If you’d rather not eat the gotchas yourself (CLIP modality gap, dual inference server crash, LLM-jp’s empty chat template), there’s a runner kit at the bottom of the page that has all of this fixed.

Goal

Drop PDFs into a folder and ask “tell me about X in this document” through Open WebUI.
The original architecture is still:

  • llama.cpp llama-server (OpenAI-compatible, GGUF model)
  • Chroma (persistent vector DB)
  • FastAPI (ingestion + OpenAI-compatible /v1/chat/completions)
  • Open WebUI (chat UI)

Four processes.

Environment

  • M1 Max 64GB / macOS
  • Python 3.13 (miniconda)
  • uv 0.10
  • Docker 29
  • Existing Ollama: gemma3:12b, qwen3.6:35b, bge-m3, qwen2.5vl:7b

The GGUF model gets pulled from Hugging Face. I went with gemma-3-12b-it-Q4_K_M.gguf (7.3GB).
I happened to already have the same file in ComfyUI’s text encoder folder, so I reused it.

The Wiring

flowchart LR
  PDF[PDF folder<br/>data/pdfs/] --> Ingest[FastAPI /admin/reload]
  Ingest --> Chroma[(Chroma<br/>data/vector_store/)]
  UI[Open WebUI<br/>:3001] -->|OpenAI-compat| API[FastAPI<br/>:8088]
  API -->|retrieve| Chroma
  API -->|/v1/chat/completions| Llama[llama-server<br/>:8081]
  Llama --> API
  API --> UI

FastAPI sits in the middle as both an OpenAI-compatible server (to Open WebUI) and an OpenAI-compatible client (to llama-server). Putting the boundary here means swapping the model server (Ollama, LM Studio, vLLM) is a single-piece change instead of a refactor.

Installing llama.cpp

llama-cpp-python works too, but the build flags and runtime options are kind of opaque, so I went with the CLI build via Homebrew.

brew install llama.cpp

/opt/homebrew/bin/llama-server lands. Metal backend is built-in, no extra work.

Pulling the GGUF

bartowski/google_gemma-3-12b-it-GGUF at Q4_K_M.

mkdir -p ~/models
huggingface-cli download bartowski/google_gemma-3-12b-it-GGUF \
  google_gemma-3-12b-it-Q4_K_M.gguf \
  --local-dir ~/models

7.3GB, so 5–15 minutes depending on bandwidth.
A different quant or model is just a llama-server -m <path> away.

Starting llama-server

llama-server \
  -m ~/models/google_gemma-3-12b-it-Q4_K_M.gguf \
  --host 127.0.0.1 --port 8081 \
  -c 4096 -ngl 999

-ngl 999 ships every layer to Metal. M1 Max 64GB swallows a 12B Q4 with room to spare.

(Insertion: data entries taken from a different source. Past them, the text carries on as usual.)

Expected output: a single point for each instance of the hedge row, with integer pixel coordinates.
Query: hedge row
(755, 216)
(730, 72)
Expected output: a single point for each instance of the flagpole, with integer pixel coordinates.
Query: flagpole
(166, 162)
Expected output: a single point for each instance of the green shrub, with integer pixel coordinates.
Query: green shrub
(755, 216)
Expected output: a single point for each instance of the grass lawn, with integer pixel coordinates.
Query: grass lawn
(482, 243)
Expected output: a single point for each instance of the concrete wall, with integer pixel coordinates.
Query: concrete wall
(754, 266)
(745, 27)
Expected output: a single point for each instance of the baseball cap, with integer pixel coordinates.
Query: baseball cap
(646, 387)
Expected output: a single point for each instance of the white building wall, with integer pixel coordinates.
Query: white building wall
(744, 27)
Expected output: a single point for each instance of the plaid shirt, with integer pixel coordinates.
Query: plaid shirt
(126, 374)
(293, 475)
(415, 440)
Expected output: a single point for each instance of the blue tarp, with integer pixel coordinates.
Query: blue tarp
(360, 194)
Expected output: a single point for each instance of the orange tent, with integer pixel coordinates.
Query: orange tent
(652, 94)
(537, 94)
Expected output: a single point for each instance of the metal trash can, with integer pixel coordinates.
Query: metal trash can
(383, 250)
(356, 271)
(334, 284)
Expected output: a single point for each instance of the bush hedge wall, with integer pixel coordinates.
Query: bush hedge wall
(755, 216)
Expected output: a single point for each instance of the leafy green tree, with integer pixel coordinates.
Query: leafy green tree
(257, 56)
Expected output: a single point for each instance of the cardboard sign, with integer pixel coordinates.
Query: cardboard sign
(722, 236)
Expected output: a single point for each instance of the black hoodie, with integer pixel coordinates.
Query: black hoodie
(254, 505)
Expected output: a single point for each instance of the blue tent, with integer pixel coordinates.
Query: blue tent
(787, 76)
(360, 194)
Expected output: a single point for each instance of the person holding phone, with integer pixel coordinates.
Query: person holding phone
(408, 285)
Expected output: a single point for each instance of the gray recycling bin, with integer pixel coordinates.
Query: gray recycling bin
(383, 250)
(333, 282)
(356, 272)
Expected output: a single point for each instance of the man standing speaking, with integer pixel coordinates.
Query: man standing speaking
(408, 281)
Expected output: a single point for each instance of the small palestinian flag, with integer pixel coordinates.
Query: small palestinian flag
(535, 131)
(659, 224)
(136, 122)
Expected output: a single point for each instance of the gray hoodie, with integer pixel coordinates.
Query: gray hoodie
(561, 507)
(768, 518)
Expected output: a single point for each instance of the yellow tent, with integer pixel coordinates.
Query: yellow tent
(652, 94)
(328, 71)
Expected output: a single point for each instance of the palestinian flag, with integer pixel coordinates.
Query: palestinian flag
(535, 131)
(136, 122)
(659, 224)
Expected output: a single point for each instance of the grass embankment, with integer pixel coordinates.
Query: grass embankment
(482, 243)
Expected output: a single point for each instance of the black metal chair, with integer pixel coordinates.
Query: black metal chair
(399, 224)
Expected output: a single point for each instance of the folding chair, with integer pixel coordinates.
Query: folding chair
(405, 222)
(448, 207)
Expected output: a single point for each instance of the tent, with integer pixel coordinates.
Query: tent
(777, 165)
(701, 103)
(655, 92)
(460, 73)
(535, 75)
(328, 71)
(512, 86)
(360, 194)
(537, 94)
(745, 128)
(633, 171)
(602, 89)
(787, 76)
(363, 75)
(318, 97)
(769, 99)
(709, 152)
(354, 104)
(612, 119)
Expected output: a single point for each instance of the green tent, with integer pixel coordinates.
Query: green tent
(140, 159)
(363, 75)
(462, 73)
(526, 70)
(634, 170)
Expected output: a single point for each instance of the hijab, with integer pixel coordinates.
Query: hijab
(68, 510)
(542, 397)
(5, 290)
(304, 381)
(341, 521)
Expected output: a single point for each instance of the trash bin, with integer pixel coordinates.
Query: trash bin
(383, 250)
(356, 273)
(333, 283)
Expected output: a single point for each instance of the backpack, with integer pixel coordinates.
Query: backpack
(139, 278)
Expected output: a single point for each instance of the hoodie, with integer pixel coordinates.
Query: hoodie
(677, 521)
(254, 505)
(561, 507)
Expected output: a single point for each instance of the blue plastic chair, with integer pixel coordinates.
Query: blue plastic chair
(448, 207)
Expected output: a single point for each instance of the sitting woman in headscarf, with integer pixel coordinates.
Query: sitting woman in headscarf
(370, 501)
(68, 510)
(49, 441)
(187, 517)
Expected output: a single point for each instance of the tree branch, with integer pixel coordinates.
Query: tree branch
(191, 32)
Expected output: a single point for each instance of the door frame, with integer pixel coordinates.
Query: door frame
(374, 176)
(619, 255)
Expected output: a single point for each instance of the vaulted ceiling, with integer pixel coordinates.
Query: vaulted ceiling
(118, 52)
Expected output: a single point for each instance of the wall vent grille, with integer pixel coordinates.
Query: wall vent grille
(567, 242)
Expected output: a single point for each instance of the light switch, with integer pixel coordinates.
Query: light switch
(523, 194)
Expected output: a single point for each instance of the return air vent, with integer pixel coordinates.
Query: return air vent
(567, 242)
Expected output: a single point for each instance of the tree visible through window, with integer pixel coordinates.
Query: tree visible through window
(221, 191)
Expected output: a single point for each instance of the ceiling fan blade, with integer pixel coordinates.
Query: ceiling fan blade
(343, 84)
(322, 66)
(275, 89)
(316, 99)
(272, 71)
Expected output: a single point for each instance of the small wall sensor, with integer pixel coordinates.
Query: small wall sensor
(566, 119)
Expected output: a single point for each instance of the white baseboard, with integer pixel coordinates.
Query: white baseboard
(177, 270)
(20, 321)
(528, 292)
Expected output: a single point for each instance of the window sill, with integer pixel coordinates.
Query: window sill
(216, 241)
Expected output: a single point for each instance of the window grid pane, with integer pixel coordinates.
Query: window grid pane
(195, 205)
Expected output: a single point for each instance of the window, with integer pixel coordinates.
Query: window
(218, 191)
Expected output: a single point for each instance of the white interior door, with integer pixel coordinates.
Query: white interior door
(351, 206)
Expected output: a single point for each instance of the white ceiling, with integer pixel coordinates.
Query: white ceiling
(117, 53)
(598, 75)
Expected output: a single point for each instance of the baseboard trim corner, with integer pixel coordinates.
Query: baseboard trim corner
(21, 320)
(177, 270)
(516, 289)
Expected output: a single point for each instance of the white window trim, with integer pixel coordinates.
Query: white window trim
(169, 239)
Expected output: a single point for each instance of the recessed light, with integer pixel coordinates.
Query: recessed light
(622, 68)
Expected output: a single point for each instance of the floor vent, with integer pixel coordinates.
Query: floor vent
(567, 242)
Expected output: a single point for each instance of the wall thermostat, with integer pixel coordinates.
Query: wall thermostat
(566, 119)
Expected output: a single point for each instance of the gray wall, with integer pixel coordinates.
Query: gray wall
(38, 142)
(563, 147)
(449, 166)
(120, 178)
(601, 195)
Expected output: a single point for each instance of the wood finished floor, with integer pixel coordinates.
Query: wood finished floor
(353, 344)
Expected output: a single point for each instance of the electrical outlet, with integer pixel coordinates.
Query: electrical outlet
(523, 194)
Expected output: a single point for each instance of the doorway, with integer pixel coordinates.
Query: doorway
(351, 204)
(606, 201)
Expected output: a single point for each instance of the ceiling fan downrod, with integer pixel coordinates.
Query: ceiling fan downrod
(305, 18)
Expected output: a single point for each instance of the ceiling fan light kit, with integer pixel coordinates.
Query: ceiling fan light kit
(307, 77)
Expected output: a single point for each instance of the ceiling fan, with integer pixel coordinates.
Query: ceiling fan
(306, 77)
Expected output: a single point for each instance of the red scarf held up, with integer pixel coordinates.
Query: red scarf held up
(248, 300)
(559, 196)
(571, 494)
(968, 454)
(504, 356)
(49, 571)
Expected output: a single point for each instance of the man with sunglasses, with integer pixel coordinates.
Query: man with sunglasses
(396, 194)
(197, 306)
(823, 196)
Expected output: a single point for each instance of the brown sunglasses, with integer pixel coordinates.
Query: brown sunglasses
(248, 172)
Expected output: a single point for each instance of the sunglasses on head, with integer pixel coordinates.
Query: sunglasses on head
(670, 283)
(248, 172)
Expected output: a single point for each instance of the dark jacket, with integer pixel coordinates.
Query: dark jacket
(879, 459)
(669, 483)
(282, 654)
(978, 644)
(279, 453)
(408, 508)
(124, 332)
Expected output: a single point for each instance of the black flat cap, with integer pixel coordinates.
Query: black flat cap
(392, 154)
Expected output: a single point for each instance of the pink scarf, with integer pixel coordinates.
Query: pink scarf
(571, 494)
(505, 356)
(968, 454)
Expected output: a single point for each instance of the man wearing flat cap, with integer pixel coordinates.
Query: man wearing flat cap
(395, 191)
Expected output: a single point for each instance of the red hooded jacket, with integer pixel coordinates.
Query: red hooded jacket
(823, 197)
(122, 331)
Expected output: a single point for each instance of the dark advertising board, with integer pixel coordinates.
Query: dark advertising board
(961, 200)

curl -s http://127.0.0.1:8081/v1/chat/completions \
  -H "Content-Type: application/json" \
  -d '{"model":"gemma","messages":[{"role":"user","content":"Hello in 5 words"}],"max_tokens":40}'

Timing info comes back too. Generation hits about 30 tok/s. Q4_K_M on a 12B at that speed feels responsive once you’re chatting through a UI.

Project Layout

uv to bootstrap. FastAPI, Chroma, Sentence Transformers, pypdf, langchain-text-splitters.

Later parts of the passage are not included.